U.S. stock futures fell as investors rebalanced portfolios ahead of the end of a grueling first half and awaited a gauge of inflation that Federal Reserve officials consider their preferred measure of rising prices.
Futures tied to the S&P 500 dropped 1.4%, a day after indexes finished little changed. Dow Jones Industrial Average futures fell 1.1% while technology-heavy Nasdaq-100 futures lost 1.7%.
VIX, VIXmain rose 5.89% and 3.28%.
The S&P 500 is on course to close out its worst first half of the year since the 1970s, as soaring inflation and rapidly rising interest rates raised the specter of recession. After initially discounting postpandemic inflation as transitory, the Federal Reserve and other global central banks have pivoted to making fighting it with interest-rate increases their most important priority, even if it means halting economic growth.
Comments from Fed Chairman Jerome Powell and European Central Bank President Christine Lagarde to that effect at a conference on Wednesday were setting in and weighing on investors on the final trading day of the quarter, said Jeffrey Halley, senior market analyst at OANDA.
“Powell and Lagarde suggested that they would keep hiking even if their economies slowed to rein in inflation. That raised recession risks,” he said. Meanwhile, institutional investors were adjusting their portfolios on the final trading day of the quarter “making it a choppy day,” he said.

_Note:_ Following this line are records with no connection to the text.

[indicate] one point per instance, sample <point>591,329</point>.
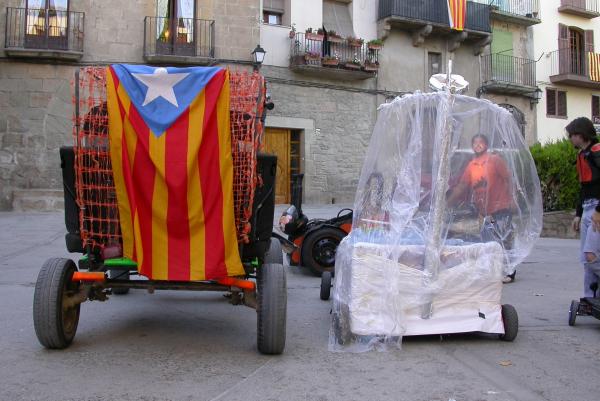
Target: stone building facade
<point>37,66</point>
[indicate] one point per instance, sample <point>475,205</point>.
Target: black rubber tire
<point>318,249</point>
<point>120,275</point>
<point>573,312</point>
<point>55,326</point>
<point>325,286</point>
<point>275,252</point>
<point>510,318</point>
<point>271,308</point>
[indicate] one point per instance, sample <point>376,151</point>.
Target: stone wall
<point>558,225</point>
<point>35,120</point>
<point>343,120</point>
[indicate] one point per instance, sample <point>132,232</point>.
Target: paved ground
<point>195,346</point>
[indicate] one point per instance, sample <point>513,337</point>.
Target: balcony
<point>410,14</point>
<point>570,66</point>
<point>582,8</point>
<point>508,75</point>
<point>334,58</point>
<point>41,33</point>
<point>521,12</point>
<point>180,41</point>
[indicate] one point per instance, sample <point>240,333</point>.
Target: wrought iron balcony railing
<point>508,70</point>
<point>333,52</point>
<point>436,12</point>
<point>523,8</point>
<point>584,5</point>
<point>191,37</point>
<point>42,29</point>
<point>575,67</point>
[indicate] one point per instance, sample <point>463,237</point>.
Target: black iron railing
<point>524,8</point>
<point>436,11</point>
<point>43,29</point>
<point>312,49</point>
<point>584,5</point>
<point>179,37</point>
<point>508,69</point>
<point>575,61</point>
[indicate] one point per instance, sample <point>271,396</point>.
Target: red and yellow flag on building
<point>457,11</point>
<point>594,66</point>
<point>170,150</point>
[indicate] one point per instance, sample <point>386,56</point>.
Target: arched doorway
<point>517,114</point>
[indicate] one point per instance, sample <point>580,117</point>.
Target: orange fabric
<point>489,179</point>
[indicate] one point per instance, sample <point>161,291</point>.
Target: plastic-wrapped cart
<point>419,259</point>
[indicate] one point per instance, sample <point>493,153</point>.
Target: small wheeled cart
<point>92,220</point>
<point>588,306</point>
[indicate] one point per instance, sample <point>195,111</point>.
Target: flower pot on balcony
<point>330,62</point>
<point>314,36</point>
<point>371,67</point>
<point>352,66</point>
<point>355,42</point>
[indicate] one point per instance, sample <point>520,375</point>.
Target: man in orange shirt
<point>488,179</point>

Investors have become increasingly convinced that the pace of rate rises will prompt a recession. About 90% of investors expect the U.S. to enter a recession before the end of 2023, according to a survey by Deutsche Bank published Thursday.

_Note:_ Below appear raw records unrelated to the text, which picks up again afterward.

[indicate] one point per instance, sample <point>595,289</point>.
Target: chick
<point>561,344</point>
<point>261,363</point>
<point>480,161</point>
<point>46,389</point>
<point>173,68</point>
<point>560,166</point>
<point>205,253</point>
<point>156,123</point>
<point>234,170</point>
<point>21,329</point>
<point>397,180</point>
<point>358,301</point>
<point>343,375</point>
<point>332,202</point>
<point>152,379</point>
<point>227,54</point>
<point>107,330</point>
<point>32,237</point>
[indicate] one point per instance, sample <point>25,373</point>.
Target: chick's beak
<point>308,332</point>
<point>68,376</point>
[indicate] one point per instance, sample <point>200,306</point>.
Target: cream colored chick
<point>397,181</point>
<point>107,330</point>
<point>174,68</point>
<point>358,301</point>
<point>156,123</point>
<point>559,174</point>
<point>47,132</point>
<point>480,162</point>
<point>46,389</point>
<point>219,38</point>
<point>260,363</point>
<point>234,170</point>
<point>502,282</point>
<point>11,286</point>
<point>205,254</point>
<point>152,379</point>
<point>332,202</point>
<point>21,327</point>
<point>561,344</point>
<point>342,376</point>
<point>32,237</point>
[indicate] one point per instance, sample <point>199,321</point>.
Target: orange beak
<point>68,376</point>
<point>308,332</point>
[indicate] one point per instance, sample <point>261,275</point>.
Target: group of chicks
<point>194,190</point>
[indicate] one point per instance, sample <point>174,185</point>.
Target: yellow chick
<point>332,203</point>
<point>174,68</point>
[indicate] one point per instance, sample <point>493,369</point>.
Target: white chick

Despite the S&P 500 having tumbled into a bear market—considered a 20% drop from a recent high—72% of investors surveyed expect the S&P 500 to drop to at least 3300 points from its current level of 3818.83 before it can recover.
One reason for that could be that some investors still think many stocks are overvalued following an uninterrupted run-up in valuations over the last two years. “Despite what has happened we still aren’t finding many cheap stocks,” said David Donabedian, chief investment officer of CIBC Private Wealth US, adding that he thinks forecasts for the coming earnings seasons are too optimistic. “The market needs to get more objectively cheap,” he said.
The personal-consumption-expenditures price index, due to be released later Thursday, should offer a broad gauge of whether inflation in the economy is peaking. The index is Fed officials’ preferred measure of rising prices and is likely to influence how aggressively they opt to raise interest rates at future policy meetings.
In bond markets, the yield on the benchmark 10-year U.S. Treasury note fell to 3.058% from 3.091% on Wednesday.
In commodity markets, Brent crude, the international oil benchmark, flicked between gains and losses. It was last down 0.1% at $112.38 a barrel. Gold prices edged down 0.3%.
Overseas, the Stoxx Europe 600 fell 1.9% led by losses among auto makers. Porsche Automobil Holding, Continental, Renault and Volkswagen each fell by more than 5%.
German utility firm Uniper fell more than 14% after scrapping its earnings target for the year as it struggles to replace lost Russian gas supplies, curtailed in the wake of Russia’s invasion of Ukraine.
In Asia, stock markets were mostly lower. In Japan, the Nikkei 225 fell 1.5% while in Hong Kong, the Hang Seng Index weakened by 0.6%. In mainland China, the Shanghai Composite Index was an exception, rising 1.1%.
Hong Kong-listed SenseTime Group saw its shares fall by almost half, wiping out $12 billion in market value after a six-month lockup period that had prevented investors from selling shares ended. The artificial-intelligence firm has been placed on a U.S. investment blacklist.